Second Model. (Blued
Distinguished only by the frame being blued rather than case hardened, but
otherwise identical to other Second models. Serial numbered from 112,971
to 325,250. (From number 232,328 the serial number was also stamped into
the bottom front end of the receiver as well as the lower tang).
A Deluxe version was also available.
Note the cut out and external locking lugs on the breech bolt
Takedown, 24” octagonal barrel, blued
frame, adjustable rear sight. Serial numbered from 325,251 to as high as
853,000 it is clearly the most common of the 1890 model types. (The
serial number is stamped into the bottom front end of the receiver as well
as the lower tang). Distinguished by the locking cut made on the front
top of the receiver to allow the breech bolt to lock externally. A Deluxe
version was also available.
The Model 1890 was produced from 1890 to
1932, with around 775,000 guns sold. Values can vary enormously according
to model, chambering, and condition.
If you are fortunate
enough to have an excellent condition First Model (standard grade) then in
2001 an expert would have appraised it at around USD $9,000. A Case
hardened Second Model Deluxe in excellent condition would fetch even more
at around USD $10,000, though even a poor one would command USD $1,000.
Interestingly because the .22LR was only introduced during the third model
run they command a 25% premium.
The 1890 Third Model
Brandyn’s standard grade gun is serial numbered in the 738,000’s which
makes it a late production model (probably around 1930), and given that it
is in poor condition it would be worth no more than USD $500 but probably
much less. In this case however the value is sentimental and historical,
rather than monetary. It is a connection with his grandfather, not a term
deposit. So, what next?
I need to establish to what extent it is possible to restore (or at least
refinish) the rifle. I’ll need to strip the rifle and give it a good
clean, examine the bore, and go from there. Obviously the stock needs to
be refinished too. As far as I can tell this particular rifle has no
great collectors or monetary value so this work won’t do any ‘harm’ to
it. Naturally as this work is done I’ll document it for a follow up
article for AHN.
The Successors to the 1890
The Model 1906
was designed as a lower cost version of the 1890. While using the same
receiver it was fitted with a 20” round barrel and gumwood stock.
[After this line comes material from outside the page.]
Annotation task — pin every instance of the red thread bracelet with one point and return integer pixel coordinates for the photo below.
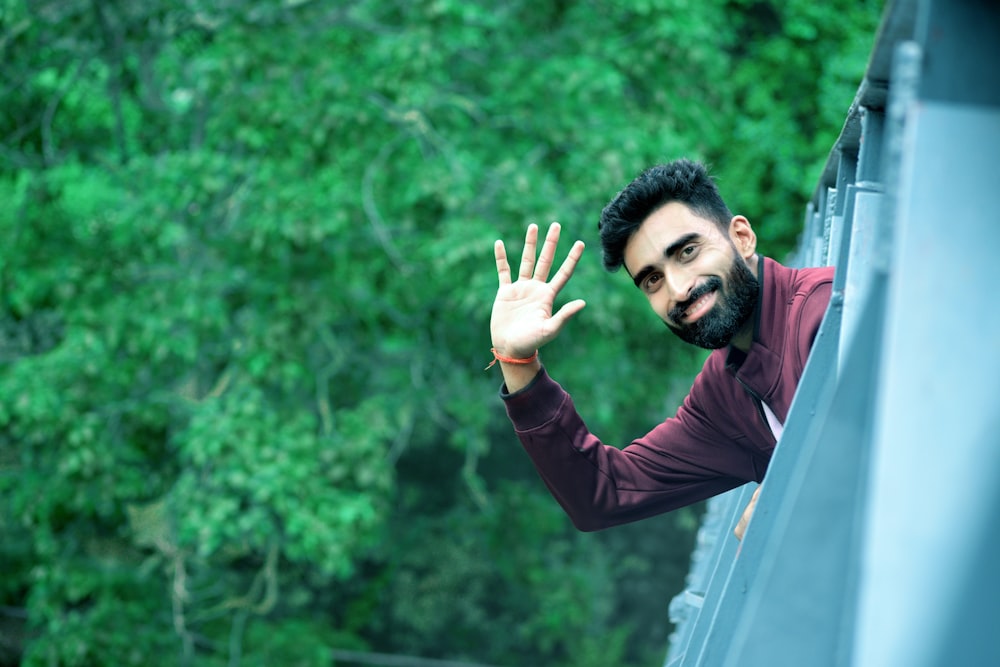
(509, 360)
In 1908
it was altered so that it could shoot the .22 Short, Long and Long Rifle
cartridges interchangeably, making it a very flexible and cheaper (about
two-thirds the cost of an 1890) option ensuring its success.
The Model 62
that replaced both these earlier models, featured a 23” round barrel,
combined the ability to shoot the .22 Short, Long and Long Rifle
cartridges interchangeably (from the 1906) with some of the 1890’s finer
finish features, as well as incorporating a few “modern” manufacturing
refinements to the basic Browning action. What if I want to buy a new
one? Well, you are in luck!
Picture from taurususa.com
is, as the model number suggests, modelled after the Winchester Model 62.
It has a 23” barrel, with a tube magazine holding thirteen .22 LR rounds
only. Metalwork is stainless steel, contrasting with dark stained timber
Naturally the Taurus features some concessions to modern design such as a
safety mechanism, which was not seen back in the days of the 1890. (The
Taurus M62R is reviewed in the June 2004 Edition of “Australian Shooter”
and at the time the RRP was $600).
The .22 WRF Cartridge
The .22 WRF (Winchester Rim Fire) was
designed specifically for the Model 1890 slide action rifle. It was later
adapted to Remington and Stevens Rifles as well as Colt Revolvers. While
the Winchester round used a flattened point bullet, when Remington
manufactured for the cartridge they used a round nose bullet and the name
.22 Remington Special. (These cartridges are otherwise identical and the
name simply points to the fact that Remington did not want the name
Winchester to appear on any of their rifles. Times have changed in these
days of WSMs and WSSMs haven’t they!)
Chuck Hawks tells us that “The .22WRF fires a 45 grain, copper-plated,
lead semi-wadcutter style bullet at a velocity of 1,320 fps and 175 ft.
lbs. of energy at the muzzle of a 22" rifle barrel.